Included objects can be considered parts of the object like the legs of the table. The properties are descriptive of the object, such as “wooden” or the property of “has four legs”. The actions or methods are things that you can do to the table, such as “dine off” it or “lay it for dinner”.
All objects belong to a class of objects and are called “instances” of the class. Each class is unique. There is only one class called “table” for example, and all table objects (instances of the class) derive or in other words are instantiated from it. A class is also a container and may bring properties and methods to the derived instance, so the table class may contain an action or method of “lay for dinner” and a property of “has four legs”.
English: Diagram of relationship between objects and classes (Photo credit: Wikipedia)
So far so good. The Form equates to the class and the real world object to the instance object, so the computer science model aligns with Plato’s model. However the computer science model has a few more wrinkles which Plato’s model doesn’t.

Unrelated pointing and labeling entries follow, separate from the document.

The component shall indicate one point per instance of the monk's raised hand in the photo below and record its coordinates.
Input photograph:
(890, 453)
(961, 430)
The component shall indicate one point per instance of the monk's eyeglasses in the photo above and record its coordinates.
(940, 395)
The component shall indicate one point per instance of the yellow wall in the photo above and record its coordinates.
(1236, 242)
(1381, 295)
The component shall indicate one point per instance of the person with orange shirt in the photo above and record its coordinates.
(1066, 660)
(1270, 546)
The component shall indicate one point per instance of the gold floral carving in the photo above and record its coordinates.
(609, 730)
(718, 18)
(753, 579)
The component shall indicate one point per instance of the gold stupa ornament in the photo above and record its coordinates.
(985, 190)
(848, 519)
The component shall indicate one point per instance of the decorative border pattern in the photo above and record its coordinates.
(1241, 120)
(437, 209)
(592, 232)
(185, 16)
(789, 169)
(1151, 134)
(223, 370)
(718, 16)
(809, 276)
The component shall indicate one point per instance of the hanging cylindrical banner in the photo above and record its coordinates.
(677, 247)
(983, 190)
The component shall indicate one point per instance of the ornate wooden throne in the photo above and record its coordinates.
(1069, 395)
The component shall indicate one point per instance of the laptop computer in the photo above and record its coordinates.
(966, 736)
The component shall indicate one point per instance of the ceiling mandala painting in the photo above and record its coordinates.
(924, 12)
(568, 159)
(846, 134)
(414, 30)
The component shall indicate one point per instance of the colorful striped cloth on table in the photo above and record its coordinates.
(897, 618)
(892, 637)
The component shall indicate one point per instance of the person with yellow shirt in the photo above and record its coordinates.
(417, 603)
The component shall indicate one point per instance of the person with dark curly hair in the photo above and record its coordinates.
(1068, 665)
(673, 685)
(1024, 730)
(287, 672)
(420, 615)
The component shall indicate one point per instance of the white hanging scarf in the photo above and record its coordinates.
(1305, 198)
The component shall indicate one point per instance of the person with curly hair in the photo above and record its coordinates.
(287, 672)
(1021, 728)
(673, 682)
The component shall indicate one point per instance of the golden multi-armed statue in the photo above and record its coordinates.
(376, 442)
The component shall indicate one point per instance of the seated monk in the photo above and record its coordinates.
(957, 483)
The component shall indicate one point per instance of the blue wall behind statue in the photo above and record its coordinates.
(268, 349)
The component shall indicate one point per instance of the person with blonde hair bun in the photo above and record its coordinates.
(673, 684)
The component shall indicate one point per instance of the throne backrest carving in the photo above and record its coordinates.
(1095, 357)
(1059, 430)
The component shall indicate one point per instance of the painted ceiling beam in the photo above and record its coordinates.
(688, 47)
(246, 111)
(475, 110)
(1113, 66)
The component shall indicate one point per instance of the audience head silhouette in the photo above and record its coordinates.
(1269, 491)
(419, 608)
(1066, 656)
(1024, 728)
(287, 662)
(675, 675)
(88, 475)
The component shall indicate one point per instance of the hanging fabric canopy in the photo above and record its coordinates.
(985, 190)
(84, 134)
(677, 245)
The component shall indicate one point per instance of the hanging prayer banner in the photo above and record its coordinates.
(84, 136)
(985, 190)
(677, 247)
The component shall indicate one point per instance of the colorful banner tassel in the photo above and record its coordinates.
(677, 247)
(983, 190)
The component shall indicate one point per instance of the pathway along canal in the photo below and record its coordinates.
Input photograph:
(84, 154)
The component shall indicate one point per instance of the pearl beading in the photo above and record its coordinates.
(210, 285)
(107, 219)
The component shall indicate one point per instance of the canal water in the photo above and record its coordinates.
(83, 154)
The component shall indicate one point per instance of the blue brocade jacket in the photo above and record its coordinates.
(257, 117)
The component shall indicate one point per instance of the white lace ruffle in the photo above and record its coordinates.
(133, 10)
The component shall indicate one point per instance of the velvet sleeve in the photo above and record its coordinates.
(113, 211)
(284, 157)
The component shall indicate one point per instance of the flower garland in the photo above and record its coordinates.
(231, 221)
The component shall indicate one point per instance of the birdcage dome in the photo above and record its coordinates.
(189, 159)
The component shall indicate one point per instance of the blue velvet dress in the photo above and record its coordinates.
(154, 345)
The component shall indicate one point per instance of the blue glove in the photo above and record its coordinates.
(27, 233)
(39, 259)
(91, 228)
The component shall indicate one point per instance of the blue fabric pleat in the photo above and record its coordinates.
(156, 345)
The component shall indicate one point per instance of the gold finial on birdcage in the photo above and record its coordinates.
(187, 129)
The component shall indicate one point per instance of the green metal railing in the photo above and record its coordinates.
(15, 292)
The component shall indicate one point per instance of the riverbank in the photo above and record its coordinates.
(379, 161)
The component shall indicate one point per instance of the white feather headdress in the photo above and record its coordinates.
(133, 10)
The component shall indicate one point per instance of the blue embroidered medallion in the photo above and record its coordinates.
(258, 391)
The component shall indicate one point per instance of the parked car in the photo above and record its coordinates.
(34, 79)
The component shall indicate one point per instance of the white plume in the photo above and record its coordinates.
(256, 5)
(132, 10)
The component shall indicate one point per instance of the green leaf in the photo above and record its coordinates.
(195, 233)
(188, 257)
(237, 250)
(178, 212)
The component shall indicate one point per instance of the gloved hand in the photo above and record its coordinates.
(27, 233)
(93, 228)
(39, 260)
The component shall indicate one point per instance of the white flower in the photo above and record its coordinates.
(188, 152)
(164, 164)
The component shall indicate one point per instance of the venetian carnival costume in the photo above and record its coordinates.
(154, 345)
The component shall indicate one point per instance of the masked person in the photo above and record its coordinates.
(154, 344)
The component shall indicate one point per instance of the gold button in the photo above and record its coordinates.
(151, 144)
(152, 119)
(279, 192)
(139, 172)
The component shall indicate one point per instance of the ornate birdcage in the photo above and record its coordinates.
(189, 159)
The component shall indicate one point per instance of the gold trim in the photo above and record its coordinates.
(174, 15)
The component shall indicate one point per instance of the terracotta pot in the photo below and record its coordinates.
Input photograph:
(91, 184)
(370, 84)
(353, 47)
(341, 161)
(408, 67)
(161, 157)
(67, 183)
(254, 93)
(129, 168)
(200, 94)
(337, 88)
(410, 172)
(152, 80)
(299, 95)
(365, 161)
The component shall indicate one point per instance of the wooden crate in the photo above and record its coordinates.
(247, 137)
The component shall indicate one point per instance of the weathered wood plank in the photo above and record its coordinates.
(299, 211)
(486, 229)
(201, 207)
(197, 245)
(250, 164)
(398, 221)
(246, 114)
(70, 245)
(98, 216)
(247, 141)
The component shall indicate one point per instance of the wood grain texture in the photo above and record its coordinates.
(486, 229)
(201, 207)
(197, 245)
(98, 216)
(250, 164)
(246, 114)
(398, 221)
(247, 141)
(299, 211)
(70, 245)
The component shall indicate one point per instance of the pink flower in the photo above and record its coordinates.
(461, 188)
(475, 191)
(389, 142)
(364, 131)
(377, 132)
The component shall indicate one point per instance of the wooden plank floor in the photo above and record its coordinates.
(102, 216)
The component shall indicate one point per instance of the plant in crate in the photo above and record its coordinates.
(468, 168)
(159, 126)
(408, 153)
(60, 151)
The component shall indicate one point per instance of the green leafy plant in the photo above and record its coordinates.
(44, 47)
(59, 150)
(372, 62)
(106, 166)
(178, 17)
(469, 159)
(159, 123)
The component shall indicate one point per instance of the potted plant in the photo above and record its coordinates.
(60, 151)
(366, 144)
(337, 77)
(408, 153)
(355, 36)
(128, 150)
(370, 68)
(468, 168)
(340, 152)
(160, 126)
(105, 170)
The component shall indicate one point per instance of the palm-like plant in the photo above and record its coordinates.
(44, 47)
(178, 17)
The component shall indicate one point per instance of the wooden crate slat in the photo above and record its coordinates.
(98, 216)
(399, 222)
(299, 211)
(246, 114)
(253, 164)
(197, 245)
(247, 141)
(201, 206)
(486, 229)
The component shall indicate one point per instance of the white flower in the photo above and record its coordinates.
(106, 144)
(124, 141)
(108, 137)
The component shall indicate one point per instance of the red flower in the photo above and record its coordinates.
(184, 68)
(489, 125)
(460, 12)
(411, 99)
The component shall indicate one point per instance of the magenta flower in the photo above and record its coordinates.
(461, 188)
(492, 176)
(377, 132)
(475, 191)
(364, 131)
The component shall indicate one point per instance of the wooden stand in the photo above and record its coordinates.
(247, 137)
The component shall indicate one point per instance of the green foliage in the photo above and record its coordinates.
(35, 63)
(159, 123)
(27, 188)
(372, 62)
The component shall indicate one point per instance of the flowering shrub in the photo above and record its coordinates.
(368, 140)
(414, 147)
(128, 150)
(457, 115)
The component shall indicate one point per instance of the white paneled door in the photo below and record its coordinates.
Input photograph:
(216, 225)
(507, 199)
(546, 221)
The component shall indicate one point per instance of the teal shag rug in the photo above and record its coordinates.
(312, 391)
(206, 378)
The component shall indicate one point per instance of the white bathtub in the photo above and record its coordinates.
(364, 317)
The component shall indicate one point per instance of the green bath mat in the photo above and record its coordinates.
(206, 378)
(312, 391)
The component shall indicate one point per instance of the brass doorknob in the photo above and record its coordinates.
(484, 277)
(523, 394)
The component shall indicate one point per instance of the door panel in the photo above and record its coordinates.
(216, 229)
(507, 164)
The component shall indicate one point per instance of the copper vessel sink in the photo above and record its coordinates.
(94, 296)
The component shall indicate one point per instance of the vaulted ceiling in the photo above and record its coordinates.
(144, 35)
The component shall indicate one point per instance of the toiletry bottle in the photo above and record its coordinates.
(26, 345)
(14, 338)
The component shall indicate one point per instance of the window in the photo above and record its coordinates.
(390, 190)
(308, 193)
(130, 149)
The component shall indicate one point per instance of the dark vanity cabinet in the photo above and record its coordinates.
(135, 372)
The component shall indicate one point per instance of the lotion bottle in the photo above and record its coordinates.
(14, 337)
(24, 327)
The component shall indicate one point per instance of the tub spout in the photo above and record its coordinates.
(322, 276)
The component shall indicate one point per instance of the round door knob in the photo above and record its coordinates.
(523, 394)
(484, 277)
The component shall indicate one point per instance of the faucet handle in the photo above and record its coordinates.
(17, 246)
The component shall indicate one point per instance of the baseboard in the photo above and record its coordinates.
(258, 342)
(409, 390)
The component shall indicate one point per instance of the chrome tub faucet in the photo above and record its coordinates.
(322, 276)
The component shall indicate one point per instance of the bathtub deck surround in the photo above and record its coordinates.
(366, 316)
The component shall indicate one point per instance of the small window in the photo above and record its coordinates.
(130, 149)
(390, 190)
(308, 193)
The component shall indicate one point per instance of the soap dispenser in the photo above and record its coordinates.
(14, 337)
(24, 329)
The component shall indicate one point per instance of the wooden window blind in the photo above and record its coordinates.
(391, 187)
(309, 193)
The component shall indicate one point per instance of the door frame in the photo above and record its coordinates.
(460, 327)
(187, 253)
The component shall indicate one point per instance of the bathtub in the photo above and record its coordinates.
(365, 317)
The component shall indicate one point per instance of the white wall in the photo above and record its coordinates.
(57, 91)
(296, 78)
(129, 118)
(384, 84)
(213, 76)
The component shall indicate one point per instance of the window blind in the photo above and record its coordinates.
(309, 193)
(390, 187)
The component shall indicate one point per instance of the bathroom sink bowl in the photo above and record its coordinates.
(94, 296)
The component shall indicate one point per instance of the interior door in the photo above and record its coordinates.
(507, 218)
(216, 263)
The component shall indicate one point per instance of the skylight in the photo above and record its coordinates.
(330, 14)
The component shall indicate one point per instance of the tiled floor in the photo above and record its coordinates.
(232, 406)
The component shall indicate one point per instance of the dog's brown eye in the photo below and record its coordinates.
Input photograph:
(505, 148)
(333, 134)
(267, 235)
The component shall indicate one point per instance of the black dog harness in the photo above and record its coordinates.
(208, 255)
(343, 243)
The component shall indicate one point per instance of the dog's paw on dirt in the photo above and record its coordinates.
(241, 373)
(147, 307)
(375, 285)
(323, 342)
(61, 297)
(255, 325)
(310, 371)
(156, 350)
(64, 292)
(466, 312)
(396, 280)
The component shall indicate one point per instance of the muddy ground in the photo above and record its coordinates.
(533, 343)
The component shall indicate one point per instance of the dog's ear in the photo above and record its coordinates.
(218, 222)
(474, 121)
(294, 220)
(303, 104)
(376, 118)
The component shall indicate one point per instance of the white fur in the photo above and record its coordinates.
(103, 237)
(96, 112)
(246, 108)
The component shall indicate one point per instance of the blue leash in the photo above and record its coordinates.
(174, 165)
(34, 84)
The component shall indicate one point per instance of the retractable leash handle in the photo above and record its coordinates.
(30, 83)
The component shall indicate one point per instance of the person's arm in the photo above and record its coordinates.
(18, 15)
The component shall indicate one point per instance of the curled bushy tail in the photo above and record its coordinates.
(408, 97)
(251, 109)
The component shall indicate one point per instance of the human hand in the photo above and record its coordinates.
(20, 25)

Firstly, when the object is instantiated in the computer science model, the new object doesn’t have to incorporate the properties and actions or methods of the class that it is modelled on. For example, if the new table is used for writing letters, then it doesn’t need the action or method of “lay for dinner” so it can omit it. On the other hand it may benefit from a “clear space” action or method! It would probably carry over a “has four legs” property if the class supplies it. The instantiation process is very flexible! Class properties and actions or methods can be included in the instance or new properties and actions or methods can be created, if required.
Secondly, each and every object can implement one or more classes. This is a fancy way of saying that it can pick and choose properties and actions or methods from one or more classes. In other words a table object may be made of wood, hence, to use the jargon, it inherits from the class of “wooden objects” the action or method “polish”. We can polish a wooden object, and we can eat off a table object, so we can do both off a wooden table.
The point of all this is to address some of the deficiencies of Plato’s theory of Forms. Plato’s idea was that any table object derived from an archetypal table Form, which was not a real world object but still existed in some sense. The idealised Form was considered “purer” and was the essence of a table, comprising only those attributes shared by all tables. The difficulty here is finding any attributes that every table has, and which no “non-table” has. Using the extended Platonian scheme, if you extract all the properties and actions or methods that are not common to all tables, it seem that you might be left is an empty Form.
Empty (Photo credit: joshwept)
That may seem to be a disadvantage of this approach, but it is a strength. What sort of object do you get if you have an object which contains two box objects and a plank object? If you add the action or method of “eat off” you have a “dining table object” possibly with a property of “make-shift”.
So, under this extended Platonian scheme, what actually makes a table object a table object and not some other type of object? That’s actually a lot harder question than the question of what is a table object. Evidently it is a more subjective question as people will disagree what constitutes a table.